The Vagaries of Language: Two Accounts

Tricky business, language. Two illustrations. First, a discussion of how folks in the Italian corner of Switzerland manage "dialect":
Dialect...in Italian Switzerland...runs along the edges of social divisions, age, sex and class in fascinating and complex ways. ...Dialect is the language of neighbourliness and the commune, but ... its use reflects very subtle canons of social behaviour. The country man or woman in a city shop may use dialect with impunity, but the middle-class city-dweller wil use Italian, certainly at first, less the shop girl feel insulted by such excessive familiarity. Similarly, the middle-class city dweller who returns to the village of his origin would give even greater offence if he did not speak dialect from the beginning.

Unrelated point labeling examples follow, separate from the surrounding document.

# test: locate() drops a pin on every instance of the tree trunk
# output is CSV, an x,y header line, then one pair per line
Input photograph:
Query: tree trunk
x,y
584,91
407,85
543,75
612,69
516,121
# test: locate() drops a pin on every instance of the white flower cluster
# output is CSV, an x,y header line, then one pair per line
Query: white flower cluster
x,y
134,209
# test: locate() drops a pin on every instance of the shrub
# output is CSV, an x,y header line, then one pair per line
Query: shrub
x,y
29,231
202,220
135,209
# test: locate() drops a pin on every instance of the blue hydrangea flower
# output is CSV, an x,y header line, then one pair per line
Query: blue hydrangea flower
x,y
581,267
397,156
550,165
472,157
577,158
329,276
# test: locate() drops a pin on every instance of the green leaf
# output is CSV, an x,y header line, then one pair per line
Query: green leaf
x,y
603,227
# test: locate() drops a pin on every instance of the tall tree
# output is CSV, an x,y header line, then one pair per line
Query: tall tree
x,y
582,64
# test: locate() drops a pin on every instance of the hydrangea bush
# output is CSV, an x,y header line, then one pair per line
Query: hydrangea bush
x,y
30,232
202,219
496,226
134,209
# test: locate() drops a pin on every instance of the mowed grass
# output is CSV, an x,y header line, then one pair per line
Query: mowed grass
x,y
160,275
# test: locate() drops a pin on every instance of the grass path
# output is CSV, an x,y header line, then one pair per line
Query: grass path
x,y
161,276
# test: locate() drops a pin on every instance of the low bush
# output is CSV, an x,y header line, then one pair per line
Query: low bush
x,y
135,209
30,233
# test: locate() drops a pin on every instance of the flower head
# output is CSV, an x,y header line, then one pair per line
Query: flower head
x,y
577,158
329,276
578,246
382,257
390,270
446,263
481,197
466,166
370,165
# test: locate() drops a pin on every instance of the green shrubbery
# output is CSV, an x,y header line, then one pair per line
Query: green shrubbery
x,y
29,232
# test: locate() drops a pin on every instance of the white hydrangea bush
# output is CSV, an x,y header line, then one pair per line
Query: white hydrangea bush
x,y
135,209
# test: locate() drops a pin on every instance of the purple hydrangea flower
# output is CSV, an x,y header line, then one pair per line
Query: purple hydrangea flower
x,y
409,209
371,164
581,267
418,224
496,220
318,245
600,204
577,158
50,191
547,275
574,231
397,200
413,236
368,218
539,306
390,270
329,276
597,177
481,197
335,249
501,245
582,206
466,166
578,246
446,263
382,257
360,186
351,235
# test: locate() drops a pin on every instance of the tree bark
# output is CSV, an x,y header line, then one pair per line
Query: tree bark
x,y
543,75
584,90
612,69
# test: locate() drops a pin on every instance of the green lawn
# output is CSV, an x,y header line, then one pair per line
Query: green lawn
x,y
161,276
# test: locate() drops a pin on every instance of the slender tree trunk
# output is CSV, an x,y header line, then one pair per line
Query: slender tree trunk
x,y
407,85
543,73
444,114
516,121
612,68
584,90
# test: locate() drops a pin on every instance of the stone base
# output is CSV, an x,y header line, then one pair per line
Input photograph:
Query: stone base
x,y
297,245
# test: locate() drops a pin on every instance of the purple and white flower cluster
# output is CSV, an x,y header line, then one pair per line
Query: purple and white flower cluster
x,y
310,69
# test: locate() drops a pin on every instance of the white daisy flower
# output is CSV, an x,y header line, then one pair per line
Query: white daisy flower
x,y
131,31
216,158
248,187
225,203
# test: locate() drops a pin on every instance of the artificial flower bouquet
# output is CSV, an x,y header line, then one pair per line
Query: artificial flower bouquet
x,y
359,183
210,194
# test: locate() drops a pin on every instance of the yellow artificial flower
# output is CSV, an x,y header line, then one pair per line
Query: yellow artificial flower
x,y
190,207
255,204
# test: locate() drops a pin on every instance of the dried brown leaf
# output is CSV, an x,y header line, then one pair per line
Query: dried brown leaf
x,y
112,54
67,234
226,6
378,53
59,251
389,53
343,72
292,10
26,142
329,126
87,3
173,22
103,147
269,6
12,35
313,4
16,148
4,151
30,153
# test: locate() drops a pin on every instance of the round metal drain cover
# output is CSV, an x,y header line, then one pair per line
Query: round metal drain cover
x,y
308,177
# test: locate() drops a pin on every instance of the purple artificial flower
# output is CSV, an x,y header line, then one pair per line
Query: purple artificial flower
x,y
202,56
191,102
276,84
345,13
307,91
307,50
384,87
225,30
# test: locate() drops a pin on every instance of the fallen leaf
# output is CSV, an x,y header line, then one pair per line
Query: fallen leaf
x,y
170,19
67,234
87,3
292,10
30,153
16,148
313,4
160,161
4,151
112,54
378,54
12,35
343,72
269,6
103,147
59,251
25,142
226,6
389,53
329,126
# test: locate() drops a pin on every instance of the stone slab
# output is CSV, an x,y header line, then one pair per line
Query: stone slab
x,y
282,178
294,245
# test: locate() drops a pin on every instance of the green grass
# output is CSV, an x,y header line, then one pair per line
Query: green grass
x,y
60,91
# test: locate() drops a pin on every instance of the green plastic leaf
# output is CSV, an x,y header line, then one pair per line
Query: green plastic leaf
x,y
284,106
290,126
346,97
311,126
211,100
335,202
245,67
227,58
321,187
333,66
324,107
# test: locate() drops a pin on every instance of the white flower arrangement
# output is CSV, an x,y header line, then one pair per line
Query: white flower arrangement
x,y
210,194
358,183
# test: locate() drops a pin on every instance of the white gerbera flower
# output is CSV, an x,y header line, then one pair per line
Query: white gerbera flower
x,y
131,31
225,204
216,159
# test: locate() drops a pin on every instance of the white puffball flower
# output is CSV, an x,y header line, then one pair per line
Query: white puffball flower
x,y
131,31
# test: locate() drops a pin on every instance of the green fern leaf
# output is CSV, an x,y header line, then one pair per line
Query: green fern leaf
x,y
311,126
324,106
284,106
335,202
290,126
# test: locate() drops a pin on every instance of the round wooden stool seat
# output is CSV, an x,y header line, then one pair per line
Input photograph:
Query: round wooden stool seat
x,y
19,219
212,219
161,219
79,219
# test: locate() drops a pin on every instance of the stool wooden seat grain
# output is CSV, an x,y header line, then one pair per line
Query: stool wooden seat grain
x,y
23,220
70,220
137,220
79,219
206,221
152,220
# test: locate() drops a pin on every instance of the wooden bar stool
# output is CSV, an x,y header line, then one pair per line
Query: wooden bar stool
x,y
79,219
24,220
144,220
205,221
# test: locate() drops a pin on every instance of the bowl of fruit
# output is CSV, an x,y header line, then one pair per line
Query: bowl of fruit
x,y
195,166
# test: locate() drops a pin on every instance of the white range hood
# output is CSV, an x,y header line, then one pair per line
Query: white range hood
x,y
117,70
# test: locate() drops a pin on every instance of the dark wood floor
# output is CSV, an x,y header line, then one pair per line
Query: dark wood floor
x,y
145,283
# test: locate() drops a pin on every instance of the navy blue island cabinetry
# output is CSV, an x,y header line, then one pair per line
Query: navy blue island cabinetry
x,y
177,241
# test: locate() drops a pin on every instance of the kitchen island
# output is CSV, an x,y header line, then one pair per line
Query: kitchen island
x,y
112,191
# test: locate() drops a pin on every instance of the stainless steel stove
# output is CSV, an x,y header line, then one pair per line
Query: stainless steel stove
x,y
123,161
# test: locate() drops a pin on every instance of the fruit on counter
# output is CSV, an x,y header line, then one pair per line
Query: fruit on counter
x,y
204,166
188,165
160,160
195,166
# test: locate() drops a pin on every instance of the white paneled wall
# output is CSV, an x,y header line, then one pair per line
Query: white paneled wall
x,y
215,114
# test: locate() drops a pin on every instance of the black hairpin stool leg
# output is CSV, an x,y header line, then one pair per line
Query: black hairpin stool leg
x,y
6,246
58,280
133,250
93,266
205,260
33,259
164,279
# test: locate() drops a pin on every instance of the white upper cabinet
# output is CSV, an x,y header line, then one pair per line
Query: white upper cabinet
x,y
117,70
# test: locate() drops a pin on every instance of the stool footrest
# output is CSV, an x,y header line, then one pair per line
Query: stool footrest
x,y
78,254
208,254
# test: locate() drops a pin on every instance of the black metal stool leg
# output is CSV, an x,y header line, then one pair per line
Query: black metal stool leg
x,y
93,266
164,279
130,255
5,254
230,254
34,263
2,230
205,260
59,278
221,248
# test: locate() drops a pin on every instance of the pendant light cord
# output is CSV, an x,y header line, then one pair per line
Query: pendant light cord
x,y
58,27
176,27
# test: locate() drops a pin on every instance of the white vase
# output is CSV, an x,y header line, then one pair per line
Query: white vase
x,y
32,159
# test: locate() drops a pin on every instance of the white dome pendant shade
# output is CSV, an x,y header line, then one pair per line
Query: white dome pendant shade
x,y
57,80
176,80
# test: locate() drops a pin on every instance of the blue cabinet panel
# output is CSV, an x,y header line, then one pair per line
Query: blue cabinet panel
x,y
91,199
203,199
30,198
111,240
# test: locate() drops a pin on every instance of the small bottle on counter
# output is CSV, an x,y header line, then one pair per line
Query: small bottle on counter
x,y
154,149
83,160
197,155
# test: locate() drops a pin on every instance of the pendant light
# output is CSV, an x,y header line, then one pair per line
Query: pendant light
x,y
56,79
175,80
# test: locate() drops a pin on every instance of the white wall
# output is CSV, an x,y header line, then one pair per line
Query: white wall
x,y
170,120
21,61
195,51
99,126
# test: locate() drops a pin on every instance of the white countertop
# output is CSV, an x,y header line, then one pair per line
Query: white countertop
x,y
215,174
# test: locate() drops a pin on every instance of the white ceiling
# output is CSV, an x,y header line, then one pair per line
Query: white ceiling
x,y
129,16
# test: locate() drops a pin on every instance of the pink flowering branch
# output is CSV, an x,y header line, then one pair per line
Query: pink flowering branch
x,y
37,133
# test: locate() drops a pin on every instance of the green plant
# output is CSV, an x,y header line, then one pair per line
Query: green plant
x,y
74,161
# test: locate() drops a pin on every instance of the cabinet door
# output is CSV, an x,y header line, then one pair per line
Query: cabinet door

...In traditional middle-class families, parents speak dialect with each other, as do the children, but children speak to parents and parents to children in Italian. ... Teachers chat in dialect int he common room but speak Italian to pupils in the classroom and in all other encounters. Children speak dialect among themselves and, of course, Italian to teachers. ... [In one research study] the boys spoke dialect among themselves but Italian to the girls, and the girls dialect among themselves but Italian to the boys. ... Adult men use dialect more than adult women, especially in towns and cities. ... Italian is the language of public life and dialect the language of private social relations. Hence it is not surprising that, as soon as a political organization or government body becomes larger than, say, twenty people, which it will generally not do on village level, Italian replaces dialect
--Jonathan Steinberg, Why Switzerland? 143-4 (2d ed. 1996)

And here, a more straightforward of all solutions, from the most British of azll 20th Century political leaders, India's Jawarhalal Nehru (Harrow, Cambridge, Inner Temple), who spoke English far more easily than he spoke any Indian language:
In any discussion Nehru would listen carefully to his interlocutor's accent, then carefully calibrate his own so that it would sound at least one social cut above.